The World Bank Group’s 2013-15 Agriculture for Action Plan
Stop Financing Factory Farming
15th February '23
A Lesson in Privatization, Lack of Oversight and Tired Development Paradigms
Released in January 2013, the World Bank Group 2013-2015 Agricultural Action Plan built on the Bank’s 2008 World Development Report, which reversed decades of institutional disinterest in agriculture.
Ostensibly, the Plan was designed to improve rural livelihoods and support global food security by addressing climate change, rural gender inequality, market access and investment needs for agriculture; and also prepare the institutional ground for the market-led development of agriculture and a dominant role for the private sector in institutional lending.

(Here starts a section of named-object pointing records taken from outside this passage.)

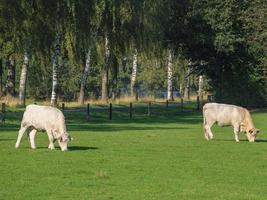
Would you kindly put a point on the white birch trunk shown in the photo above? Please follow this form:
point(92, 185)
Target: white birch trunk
point(85, 76)
point(55, 65)
point(170, 77)
point(1, 78)
point(23, 79)
point(187, 84)
point(200, 87)
point(134, 73)
point(10, 85)
point(105, 70)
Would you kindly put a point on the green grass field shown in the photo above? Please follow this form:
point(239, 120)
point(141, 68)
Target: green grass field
point(163, 157)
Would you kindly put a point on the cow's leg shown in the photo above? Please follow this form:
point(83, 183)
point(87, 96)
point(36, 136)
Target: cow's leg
point(236, 132)
point(21, 132)
point(32, 136)
point(51, 140)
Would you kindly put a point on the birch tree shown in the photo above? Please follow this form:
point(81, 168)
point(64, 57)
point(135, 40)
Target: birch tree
point(170, 77)
point(1, 78)
point(56, 56)
point(187, 84)
point(133, 77)
point(200, 87)
point(23, 79)
point(105, 71)
point(10, 84)
point(85, 76)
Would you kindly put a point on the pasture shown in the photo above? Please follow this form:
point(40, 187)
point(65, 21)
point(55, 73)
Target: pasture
point(162, 156)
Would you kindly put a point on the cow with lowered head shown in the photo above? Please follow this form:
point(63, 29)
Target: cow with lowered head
point(44, 118)
point(228, 115)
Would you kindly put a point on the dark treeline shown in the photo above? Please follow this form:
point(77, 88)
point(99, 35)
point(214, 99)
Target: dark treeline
point(104, 49)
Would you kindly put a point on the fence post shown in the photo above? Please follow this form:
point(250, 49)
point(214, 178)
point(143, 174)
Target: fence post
point(182, 104)
point(131, 110)
point(3, 112)
point(88, 111)
point(198, 103)
point(149, 109)
point(110, 111)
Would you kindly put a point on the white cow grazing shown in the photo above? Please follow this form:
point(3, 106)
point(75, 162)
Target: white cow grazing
point(226, 115)
point(44, 118)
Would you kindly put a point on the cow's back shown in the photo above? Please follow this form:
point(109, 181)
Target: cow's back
point(41, 117)
point(224, 114)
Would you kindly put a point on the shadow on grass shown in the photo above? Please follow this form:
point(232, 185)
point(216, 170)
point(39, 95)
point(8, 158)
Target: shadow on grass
point(116, 128)
point(5, 139)
point(231, 140)
point(81, 148)
point(260, 140)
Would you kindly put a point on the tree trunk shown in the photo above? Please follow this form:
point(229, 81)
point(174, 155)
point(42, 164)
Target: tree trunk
point(23, 79)
point(187, 84)
point(85, 76)
point(181, 90)
point(105, 70)
point(10, 86)
point(1, 78)
point(170, 77)
point(200, 87)
point(114, 77)
point(55, 65)
point(133, 78)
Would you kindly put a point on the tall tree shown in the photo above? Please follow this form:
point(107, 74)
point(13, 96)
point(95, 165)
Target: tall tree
point(57, 54)
point(1, 77)
point(169, 76)
point(134, 74)
point(85, 76)
point(105, 72)
point(10, 84)
point(23, 78)
point(200, 87)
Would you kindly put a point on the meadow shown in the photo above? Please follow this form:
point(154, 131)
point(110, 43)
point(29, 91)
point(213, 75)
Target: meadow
point(162, 156)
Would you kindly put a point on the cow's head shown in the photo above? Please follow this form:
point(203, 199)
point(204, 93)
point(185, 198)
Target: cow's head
point(252, 134)
point(63, 141)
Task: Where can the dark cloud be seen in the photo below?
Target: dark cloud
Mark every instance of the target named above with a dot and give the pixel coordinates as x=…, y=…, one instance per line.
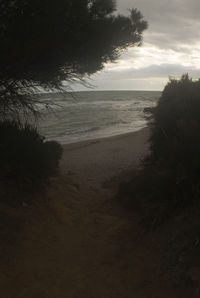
x=171, y=23
x=152, y=71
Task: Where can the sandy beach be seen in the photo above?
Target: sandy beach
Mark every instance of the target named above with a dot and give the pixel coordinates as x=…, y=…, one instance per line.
x=97, y=161
x=81, y=243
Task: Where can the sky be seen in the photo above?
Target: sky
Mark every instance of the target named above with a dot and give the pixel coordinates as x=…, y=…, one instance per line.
x=170, y=48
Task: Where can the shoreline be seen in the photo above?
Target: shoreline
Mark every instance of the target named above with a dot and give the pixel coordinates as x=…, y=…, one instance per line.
x=88, y=142
x=99, y=160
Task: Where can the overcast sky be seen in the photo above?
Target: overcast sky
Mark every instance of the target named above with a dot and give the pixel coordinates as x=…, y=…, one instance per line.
x=171, y=47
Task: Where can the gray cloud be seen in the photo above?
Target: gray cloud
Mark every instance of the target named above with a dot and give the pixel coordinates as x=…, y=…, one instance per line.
x=171, y=23
x=163, y=70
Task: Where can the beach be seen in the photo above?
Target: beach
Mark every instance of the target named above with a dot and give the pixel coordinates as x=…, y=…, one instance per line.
x=80, y=242
x=97, y=161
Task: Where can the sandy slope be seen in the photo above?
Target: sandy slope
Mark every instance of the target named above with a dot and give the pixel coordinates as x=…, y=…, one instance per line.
x=82, y=243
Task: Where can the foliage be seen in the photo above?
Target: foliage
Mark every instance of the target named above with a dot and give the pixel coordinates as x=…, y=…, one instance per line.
x=175, y=143
x=171, y=172
x=27, y=160
x=45, y=42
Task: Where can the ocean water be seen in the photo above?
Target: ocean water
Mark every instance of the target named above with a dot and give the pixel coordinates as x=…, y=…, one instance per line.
x=94, y=114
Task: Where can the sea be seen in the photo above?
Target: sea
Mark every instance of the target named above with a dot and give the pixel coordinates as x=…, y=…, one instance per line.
x=87, y=115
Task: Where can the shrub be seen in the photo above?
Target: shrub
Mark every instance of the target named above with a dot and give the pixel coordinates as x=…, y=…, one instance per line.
x=27, y=160
x=175, y=142
x=171, y=172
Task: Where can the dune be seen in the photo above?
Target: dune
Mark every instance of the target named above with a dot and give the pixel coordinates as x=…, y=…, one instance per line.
x=81, y=243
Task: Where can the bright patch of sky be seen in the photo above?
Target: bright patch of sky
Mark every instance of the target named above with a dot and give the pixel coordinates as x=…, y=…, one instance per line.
x=170, y=47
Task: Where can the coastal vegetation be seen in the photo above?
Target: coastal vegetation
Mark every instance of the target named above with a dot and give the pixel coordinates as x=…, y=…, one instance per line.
x=171, y=171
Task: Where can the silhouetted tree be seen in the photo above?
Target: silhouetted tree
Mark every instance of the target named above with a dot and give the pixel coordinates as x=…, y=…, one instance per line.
x=44, y=42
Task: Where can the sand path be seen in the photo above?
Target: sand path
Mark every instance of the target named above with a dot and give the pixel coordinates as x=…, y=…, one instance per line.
x=82, y=243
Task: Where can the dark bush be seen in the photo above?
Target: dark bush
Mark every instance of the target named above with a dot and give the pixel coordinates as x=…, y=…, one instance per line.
x=171, y=172
x=27, y=160
x=175, y=142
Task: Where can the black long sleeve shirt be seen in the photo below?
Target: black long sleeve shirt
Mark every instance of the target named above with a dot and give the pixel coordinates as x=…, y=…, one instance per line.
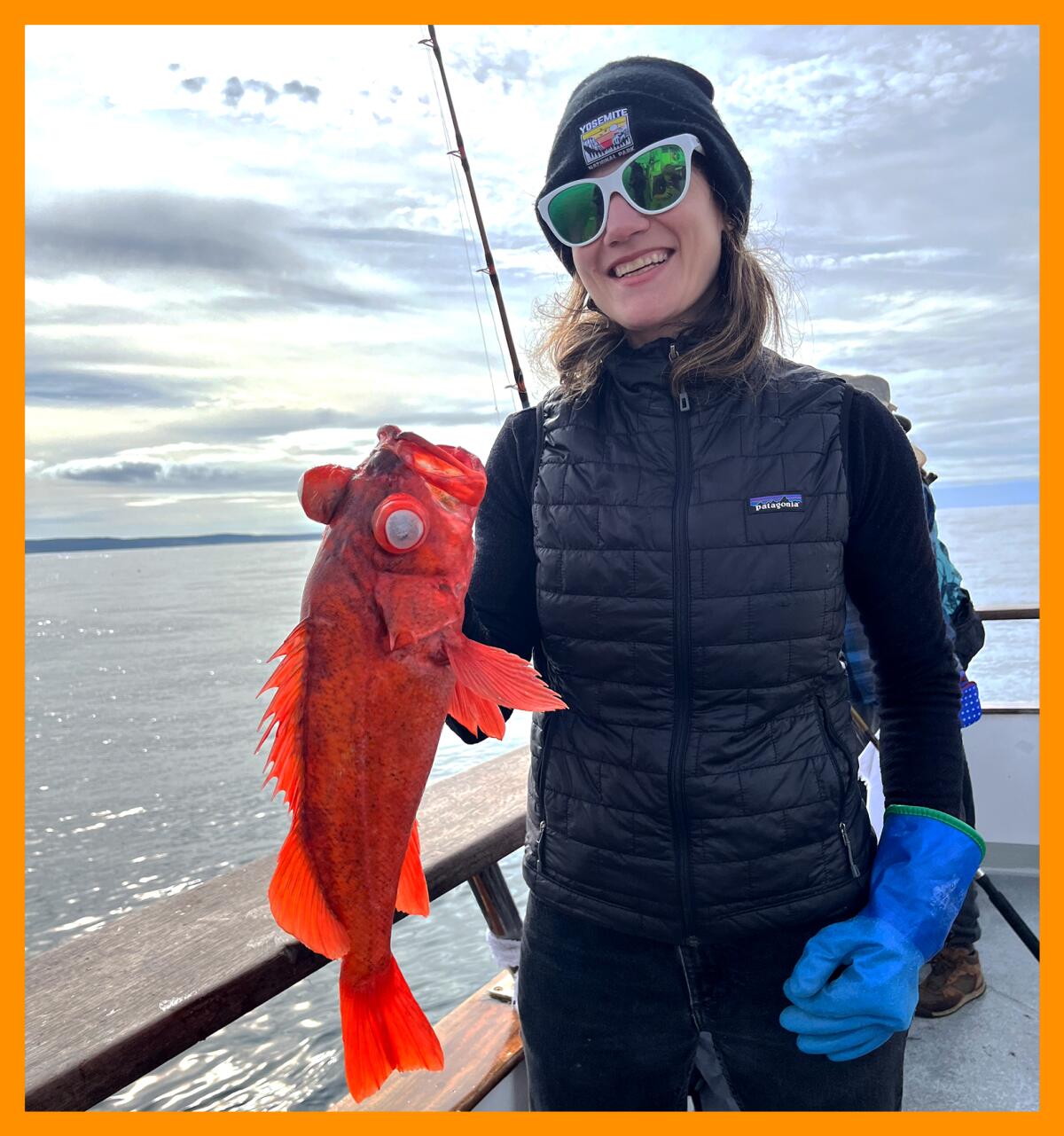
x=889, y=573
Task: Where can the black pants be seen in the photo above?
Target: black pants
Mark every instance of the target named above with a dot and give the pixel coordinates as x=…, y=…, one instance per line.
x=612, y=1022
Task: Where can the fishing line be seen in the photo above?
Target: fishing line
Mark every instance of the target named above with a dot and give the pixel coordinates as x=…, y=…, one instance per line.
x=464, y=221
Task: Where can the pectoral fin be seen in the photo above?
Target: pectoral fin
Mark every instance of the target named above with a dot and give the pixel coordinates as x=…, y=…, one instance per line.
x=485, y=678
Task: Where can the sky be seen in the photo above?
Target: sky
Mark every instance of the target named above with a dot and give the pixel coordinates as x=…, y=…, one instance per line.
x=246, y=247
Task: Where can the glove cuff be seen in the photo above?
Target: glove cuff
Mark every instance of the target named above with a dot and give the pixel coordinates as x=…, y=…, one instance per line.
x=919, y=810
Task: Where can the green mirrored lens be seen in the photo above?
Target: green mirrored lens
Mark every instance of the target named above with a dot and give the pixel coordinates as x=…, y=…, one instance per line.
x=655, y=180
x=577, y=213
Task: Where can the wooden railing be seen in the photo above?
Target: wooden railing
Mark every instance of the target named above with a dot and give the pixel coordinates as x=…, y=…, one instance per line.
x=1016, y=611
x=107, y=1007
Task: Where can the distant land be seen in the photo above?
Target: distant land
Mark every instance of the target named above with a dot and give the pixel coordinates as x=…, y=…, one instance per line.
x=1020, y=491
x=114, y=543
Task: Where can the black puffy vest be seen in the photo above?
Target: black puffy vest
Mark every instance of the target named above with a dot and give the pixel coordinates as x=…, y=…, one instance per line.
x=703, y=783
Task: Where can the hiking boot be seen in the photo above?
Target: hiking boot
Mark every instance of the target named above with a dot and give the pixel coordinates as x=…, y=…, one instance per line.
x=955, y=979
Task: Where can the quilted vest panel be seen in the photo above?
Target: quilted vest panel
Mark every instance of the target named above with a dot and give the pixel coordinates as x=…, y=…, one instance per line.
x=690, y=586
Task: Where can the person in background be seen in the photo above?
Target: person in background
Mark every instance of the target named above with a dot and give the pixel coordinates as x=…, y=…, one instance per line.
x=955, y=977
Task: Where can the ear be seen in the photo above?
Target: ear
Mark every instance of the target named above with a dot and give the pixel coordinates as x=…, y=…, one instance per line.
x=322, y=489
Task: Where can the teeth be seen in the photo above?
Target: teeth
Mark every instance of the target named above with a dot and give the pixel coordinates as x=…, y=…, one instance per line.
x=631, y=266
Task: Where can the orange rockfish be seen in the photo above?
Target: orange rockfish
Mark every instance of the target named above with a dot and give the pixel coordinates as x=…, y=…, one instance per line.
x=376, y=662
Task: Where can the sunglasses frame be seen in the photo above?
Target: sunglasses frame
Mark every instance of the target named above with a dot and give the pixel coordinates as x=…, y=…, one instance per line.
x=614, y=183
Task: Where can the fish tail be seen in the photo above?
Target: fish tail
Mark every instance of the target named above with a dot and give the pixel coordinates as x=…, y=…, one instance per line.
x=383, y=1027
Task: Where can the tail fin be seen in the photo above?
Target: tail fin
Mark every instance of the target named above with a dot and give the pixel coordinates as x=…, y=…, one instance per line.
x=383, y=1027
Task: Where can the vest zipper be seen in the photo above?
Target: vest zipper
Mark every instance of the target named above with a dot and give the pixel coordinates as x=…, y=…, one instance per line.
x=541, y=791
x=830, y=742
x=682, y=654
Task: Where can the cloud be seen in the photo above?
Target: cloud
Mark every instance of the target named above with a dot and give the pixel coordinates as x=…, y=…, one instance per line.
x=254, y=84
x=158, y=230
x=306, y=93
x=93, y=388
x=233, y=91
x=113, y=472
x=505, y=65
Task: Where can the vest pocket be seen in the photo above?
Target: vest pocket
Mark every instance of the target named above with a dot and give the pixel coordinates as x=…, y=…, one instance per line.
x=840, y=759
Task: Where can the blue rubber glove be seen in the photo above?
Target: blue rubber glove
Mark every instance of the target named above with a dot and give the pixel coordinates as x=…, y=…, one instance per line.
x=923, y=868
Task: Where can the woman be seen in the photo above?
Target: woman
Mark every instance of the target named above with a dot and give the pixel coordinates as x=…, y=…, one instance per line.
x=672, y=533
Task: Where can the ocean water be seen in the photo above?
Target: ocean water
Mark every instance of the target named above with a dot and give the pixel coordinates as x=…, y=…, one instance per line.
x=141, y=671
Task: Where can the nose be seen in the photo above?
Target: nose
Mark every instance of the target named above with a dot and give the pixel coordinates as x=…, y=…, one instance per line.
x=622, y=222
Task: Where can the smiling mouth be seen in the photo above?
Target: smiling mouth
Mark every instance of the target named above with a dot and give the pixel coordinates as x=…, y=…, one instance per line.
x=640, y=265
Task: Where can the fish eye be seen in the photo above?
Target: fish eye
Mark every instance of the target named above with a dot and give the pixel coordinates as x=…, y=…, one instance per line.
x=400, y=524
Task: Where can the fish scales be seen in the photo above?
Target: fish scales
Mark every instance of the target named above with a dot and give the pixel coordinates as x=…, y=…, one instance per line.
x=368, y=675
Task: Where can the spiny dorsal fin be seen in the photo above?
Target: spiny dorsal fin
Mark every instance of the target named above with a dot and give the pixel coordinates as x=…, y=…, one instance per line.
x=286, y=760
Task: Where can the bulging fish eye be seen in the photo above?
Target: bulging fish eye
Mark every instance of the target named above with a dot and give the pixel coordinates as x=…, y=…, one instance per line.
x=400, y=522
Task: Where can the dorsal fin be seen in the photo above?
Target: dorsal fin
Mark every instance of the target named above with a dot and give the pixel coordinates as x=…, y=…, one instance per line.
x=286, y=760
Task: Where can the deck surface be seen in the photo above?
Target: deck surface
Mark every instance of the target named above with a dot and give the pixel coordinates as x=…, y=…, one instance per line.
x=984, y=1056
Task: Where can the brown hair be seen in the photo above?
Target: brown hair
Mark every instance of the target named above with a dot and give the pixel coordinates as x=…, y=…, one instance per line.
x=739, y=312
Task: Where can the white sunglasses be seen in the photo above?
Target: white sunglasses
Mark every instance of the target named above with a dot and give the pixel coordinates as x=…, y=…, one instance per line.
x=653, y=181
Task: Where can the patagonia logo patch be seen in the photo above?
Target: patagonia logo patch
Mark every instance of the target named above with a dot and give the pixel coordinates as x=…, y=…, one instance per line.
x=775, y=502
x=606, y=137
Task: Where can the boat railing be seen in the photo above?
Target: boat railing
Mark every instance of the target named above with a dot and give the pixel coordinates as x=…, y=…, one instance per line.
x=110, y=1007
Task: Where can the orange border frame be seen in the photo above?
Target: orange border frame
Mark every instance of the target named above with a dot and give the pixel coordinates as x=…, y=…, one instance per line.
x=469, y=12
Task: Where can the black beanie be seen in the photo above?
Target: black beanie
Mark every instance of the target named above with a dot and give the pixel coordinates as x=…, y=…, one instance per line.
x=630, y=105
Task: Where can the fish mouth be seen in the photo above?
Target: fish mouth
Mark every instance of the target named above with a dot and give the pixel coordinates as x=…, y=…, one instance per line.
x=450, y=468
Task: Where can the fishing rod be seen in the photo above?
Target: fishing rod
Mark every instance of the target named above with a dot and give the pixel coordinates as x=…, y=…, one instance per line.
x=1005, y=909
x=489, y=260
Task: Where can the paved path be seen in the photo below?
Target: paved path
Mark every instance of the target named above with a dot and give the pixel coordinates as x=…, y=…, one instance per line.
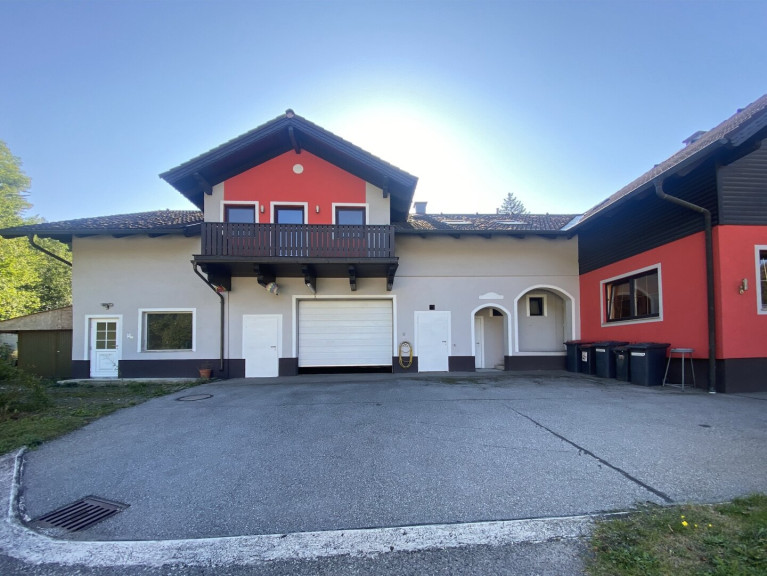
x=326, y=465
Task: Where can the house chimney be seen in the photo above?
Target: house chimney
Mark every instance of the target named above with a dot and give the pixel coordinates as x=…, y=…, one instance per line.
x=694, y=138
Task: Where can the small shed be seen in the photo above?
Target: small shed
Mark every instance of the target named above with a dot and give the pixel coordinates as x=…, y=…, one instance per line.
x=44, y=342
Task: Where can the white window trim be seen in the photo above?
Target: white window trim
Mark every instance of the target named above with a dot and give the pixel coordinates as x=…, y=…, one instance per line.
x=602, y=303
x=140, y=345
x=545, y=304
x=88, y=318
x=226, y=203
x=273, y=205
x=760, y=306
x=335, y=205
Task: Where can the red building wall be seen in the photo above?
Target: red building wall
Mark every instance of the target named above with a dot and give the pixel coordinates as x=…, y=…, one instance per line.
x=319, y=184
x=683, y=288
x=742, y=331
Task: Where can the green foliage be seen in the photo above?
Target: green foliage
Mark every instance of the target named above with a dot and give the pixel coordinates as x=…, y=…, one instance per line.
x=723, y=540
x=512, y=205
x=30, y=281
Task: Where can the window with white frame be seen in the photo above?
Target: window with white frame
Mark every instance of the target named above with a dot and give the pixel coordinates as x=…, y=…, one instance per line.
x=761, y=277
x=167, y=330
x=633, y=297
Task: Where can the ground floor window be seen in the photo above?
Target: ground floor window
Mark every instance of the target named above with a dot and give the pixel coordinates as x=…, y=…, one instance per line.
x=167, y=330
x=761, y=275
x=633, y=297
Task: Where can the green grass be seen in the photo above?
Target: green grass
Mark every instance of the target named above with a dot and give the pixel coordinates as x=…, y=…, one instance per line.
x=33, y=411
x=720, y=540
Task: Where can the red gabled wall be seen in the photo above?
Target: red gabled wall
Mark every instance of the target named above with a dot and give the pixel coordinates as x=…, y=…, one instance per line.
x=742, y=331
x=683, y=286
x=320, y=184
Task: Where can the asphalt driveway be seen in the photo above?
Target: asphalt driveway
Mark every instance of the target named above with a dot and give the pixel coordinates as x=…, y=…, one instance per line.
x=342, y=452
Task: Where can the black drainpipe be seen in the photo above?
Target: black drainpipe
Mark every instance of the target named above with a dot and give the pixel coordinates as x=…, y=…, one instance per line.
x=221, y=335
x=709, y=278
x=31, y=239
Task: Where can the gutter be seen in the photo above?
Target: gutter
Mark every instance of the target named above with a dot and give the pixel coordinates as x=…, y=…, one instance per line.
x=31, y=239
x=709, y=277
x=221, y=329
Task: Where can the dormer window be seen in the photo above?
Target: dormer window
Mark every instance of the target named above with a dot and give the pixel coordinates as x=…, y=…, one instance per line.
x=240, y=213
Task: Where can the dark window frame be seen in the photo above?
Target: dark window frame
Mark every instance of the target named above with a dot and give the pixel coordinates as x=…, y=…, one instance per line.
x=624, y=294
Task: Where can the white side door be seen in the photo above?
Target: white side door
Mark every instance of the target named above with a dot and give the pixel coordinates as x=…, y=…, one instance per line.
x=432, y=340
x=104, y=347
x=262, y=344
x=479, y=341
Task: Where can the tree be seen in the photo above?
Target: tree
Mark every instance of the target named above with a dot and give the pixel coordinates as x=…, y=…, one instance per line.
x=512, y=205
x=30, y=281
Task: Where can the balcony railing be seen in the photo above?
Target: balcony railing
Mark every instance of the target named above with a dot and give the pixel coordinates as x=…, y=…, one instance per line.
x=297, y=240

This report – co-authored by campaign member Bank information Center (BIC), Transnational Institute and Food First – outlines the history of the World Bank’s approach, reviews the Action Plan, and offers three case studies of the challenges peasants face in the wake of World Bank Group projects.
The report finds that the World Bank continues to operate from long-held, faulty assumptions regarding both agriculture and development, and calls into question whether the Bank’s strategy will actually improve rural livelihoods, reduce rural poverty, end rural hunger and build climate resiliency.
It is a call for the Bank to scale back the activities of the IFC, scale up the enforcement of safeguards, and truly support small-scale agroecological production.